The 1912 novel "Corporal Cameron" by Ralph Connor1 had been sitting on my "To Be Blogged" shelf for more than year. It remained there, even through periodic purges, because of its unique and eye-catching endpapers, which are shown above in the wide view and below in a detail shot.
I hope the scans do this justice.2
What do you think of this illustration? What medium has been used? Clay?
Although the endpapers feature only a photograph of this illustration, it gives off a certain three-dimensional feel.
With regard to the artist, there's a name in the lower-left corner of the illustration.
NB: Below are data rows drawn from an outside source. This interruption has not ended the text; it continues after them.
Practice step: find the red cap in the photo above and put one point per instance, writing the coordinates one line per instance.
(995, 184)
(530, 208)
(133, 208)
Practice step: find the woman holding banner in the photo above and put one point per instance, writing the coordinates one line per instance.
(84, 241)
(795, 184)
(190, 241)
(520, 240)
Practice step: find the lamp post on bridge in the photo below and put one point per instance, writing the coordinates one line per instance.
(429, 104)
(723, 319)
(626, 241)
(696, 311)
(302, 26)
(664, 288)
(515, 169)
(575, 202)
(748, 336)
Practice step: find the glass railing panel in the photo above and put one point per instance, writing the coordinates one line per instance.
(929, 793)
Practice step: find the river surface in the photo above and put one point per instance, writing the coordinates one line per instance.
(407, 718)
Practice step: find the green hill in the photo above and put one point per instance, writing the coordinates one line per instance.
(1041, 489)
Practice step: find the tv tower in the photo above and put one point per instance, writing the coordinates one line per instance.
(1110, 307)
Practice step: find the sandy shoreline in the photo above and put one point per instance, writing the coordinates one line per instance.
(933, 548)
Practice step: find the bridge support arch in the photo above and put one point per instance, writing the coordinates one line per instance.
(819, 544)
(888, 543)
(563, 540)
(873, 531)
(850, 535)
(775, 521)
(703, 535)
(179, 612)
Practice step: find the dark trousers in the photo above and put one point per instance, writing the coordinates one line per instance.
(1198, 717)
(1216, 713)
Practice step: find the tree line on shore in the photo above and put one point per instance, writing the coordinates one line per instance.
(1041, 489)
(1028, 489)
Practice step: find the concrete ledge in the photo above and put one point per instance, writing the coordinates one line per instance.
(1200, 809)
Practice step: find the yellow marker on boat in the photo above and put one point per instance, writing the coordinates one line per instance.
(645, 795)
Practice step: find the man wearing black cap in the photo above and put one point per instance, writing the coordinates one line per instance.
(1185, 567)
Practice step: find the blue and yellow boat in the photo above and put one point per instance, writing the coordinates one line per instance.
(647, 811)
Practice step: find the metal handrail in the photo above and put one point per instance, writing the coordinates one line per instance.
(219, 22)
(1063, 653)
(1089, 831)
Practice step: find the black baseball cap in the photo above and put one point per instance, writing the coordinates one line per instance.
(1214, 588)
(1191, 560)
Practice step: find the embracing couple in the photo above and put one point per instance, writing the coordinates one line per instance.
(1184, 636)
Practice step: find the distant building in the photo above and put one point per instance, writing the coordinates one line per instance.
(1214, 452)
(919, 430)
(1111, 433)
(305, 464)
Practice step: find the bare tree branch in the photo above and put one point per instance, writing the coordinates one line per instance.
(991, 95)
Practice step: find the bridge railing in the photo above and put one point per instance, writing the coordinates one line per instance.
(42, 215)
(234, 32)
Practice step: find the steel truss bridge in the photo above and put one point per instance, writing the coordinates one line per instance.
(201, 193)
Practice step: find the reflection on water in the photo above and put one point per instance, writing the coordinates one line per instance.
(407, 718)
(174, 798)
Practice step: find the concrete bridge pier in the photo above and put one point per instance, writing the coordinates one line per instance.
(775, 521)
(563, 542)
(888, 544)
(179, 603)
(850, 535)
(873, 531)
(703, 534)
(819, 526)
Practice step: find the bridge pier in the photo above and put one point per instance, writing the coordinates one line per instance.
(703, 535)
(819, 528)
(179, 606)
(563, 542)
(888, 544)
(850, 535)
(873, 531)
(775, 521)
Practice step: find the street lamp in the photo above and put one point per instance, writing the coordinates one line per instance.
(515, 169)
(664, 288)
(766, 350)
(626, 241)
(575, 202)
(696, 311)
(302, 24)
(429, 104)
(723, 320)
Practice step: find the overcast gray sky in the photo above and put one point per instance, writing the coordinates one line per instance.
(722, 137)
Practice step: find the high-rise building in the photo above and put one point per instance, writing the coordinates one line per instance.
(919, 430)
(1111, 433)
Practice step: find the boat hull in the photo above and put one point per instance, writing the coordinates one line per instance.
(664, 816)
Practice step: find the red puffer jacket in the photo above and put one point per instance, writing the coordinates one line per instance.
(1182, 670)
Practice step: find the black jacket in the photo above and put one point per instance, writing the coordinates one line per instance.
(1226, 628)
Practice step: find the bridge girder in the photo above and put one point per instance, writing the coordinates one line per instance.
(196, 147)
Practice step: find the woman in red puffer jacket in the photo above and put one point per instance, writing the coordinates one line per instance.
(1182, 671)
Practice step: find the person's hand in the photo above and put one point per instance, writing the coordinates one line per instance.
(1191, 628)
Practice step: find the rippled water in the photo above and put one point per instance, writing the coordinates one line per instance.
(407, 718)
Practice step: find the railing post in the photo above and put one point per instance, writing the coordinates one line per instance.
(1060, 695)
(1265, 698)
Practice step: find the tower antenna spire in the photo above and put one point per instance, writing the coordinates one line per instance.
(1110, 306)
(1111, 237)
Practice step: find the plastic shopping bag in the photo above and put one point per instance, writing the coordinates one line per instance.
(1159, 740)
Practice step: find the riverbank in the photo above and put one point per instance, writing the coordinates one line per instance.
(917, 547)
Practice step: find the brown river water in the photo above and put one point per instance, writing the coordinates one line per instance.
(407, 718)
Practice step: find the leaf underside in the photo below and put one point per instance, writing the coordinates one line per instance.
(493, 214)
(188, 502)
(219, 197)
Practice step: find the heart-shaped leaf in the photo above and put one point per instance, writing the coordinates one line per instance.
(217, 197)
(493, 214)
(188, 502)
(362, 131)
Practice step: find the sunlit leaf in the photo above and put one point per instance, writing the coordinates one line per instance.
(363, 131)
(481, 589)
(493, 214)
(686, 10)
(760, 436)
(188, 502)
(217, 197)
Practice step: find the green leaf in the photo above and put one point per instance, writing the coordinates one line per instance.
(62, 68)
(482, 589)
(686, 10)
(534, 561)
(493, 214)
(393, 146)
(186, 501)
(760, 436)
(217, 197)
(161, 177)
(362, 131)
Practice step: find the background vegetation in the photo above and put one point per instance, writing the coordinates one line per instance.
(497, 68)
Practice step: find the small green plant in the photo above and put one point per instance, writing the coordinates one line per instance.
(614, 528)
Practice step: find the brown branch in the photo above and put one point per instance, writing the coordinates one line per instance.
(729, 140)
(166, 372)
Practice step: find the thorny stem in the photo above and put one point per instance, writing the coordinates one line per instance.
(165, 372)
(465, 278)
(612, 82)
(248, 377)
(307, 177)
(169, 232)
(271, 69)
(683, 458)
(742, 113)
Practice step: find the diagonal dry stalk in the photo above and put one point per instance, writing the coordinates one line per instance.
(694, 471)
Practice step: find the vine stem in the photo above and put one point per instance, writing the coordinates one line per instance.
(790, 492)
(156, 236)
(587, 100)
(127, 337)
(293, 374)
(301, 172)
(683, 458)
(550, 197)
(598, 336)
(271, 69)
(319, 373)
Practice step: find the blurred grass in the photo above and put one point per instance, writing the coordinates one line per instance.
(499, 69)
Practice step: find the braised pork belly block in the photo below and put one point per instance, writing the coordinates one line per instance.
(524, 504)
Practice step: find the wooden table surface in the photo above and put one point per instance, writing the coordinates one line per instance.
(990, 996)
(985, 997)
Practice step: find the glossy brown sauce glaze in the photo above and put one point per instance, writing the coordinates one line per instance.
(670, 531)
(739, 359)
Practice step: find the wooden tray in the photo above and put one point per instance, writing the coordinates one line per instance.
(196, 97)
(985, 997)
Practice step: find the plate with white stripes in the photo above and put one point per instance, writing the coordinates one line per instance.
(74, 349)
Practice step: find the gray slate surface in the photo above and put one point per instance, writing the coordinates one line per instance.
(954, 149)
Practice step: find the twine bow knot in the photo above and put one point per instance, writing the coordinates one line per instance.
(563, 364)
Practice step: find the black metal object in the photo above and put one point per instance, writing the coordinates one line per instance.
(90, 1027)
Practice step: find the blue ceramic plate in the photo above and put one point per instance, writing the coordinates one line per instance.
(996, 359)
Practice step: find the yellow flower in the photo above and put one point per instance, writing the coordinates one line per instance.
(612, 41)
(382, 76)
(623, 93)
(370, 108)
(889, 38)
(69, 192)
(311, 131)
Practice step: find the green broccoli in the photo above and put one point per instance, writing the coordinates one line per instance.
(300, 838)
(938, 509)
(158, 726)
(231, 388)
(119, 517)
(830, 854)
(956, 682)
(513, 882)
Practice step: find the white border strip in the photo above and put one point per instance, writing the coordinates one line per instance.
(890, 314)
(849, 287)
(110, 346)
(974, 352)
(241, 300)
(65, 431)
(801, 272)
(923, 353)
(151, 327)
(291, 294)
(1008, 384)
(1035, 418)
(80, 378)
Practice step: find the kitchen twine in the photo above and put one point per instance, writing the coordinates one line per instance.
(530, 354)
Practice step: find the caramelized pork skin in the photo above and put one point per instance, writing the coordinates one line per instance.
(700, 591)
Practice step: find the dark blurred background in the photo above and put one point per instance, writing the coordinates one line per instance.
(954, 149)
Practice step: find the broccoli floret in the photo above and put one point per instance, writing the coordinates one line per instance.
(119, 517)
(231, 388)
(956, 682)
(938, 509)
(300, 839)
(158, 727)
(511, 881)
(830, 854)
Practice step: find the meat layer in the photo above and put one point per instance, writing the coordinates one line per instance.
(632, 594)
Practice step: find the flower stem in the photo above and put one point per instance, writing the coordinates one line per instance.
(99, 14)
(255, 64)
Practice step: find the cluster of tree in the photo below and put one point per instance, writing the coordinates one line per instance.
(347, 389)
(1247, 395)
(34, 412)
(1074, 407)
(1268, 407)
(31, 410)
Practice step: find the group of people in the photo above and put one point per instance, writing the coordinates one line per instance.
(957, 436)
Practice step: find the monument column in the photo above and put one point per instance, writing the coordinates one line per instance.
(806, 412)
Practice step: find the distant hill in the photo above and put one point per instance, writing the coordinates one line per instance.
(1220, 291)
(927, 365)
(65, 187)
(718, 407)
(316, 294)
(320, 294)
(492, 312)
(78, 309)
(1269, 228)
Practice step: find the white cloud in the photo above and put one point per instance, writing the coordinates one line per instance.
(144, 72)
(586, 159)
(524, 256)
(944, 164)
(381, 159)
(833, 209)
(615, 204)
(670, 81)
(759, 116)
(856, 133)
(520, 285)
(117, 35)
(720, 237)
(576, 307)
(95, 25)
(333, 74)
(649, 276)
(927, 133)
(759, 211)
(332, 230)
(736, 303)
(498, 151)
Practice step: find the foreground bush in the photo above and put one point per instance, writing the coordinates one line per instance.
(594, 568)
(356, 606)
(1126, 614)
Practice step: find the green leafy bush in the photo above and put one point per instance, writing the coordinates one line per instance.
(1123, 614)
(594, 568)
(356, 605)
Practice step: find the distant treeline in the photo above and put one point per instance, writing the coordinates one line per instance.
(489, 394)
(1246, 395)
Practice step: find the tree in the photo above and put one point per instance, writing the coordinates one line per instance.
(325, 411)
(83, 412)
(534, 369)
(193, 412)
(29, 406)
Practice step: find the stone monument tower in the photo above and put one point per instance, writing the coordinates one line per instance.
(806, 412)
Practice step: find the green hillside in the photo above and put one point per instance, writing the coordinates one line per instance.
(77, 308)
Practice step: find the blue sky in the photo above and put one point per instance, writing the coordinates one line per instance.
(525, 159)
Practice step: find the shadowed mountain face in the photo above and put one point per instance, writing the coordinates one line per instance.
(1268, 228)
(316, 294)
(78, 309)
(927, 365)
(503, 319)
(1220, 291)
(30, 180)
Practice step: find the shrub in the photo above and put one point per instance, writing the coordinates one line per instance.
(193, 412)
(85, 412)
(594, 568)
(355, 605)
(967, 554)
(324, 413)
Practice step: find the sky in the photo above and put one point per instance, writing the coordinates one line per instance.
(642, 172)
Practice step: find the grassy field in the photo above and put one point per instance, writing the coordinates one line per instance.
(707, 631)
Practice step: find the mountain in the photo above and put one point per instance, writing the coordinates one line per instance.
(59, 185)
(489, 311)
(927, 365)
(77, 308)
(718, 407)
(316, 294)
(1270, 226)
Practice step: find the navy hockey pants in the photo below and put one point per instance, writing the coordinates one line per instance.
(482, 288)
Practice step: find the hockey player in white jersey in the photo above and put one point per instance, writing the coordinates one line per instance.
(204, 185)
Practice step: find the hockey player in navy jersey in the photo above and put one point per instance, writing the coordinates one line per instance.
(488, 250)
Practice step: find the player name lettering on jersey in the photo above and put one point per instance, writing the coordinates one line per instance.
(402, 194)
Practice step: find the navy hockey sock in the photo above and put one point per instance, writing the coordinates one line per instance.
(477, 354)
But it's not 100% legible. Joan and I have some thoughts on what the name is, but I don't want to plant any ideas in your mind before you look at it. Take a gander and tell me what you think in the comments section. If we can figure out who the artist was, perhaps we can learn more about this unique piece of art.
Footnotes
1. A few things:
- The full title of "Corporal Cameron" is "Corporal Cameron of the North West Mounted Police (A Tale of the Macleod Trail)."
- Ralph Connor was the pen name for Rev. Dr. Charles William Gordon (1860-1937). The Canadian was both a popular novelist and a leader in the Presbyterian Church and United Church of Canada.
- According to a Goodreads reviewer, Connor created "the first great fictional Mountie hero" and "based Allan Cameron on the real-life Sergeant William Fury."1 (This was decades before Sergeant Preston of the Yukon.)
- Regarding a different Ralph Connor novel, I made a one-off joke in August 2012.
Secondary footnote
1. Regarding William Fury, the following is written in "Sam Steele and the Northwest Rebellion: The Trail of 1885" by Wayne F. Brown:
"The aptly named William Fury was a very competent frontier Mountie who survived being shot in the chest during the fighting at Loon Lake. He was left with a collapsed lung, which limited his ability to exert himself, so he applied for invalid status and left the NWMP in 1888. ... He was awarded an uncontested pension and took up farming near Richmond Hill, Ontario, where he died in 1936. He was buried with full military honours in Killean, Ontario."
The signature looks like Daphine Richardson, guessing at a few letters.
ReplyDeleteWhat's interesting this..is the Richardson family on Wellington Cresent, grain merchants in Winnipeg and NOT known for any artistic ability nor for anyone called Daphine, lived directly across the river (Assiniboine) from the Ralph Connor House on West Gate. The Richardson House is now torn done and the land was donated to the city of Winnipeg for a park. The Ralph Connor House is owned by the University of Manitoba Women's Alumnae.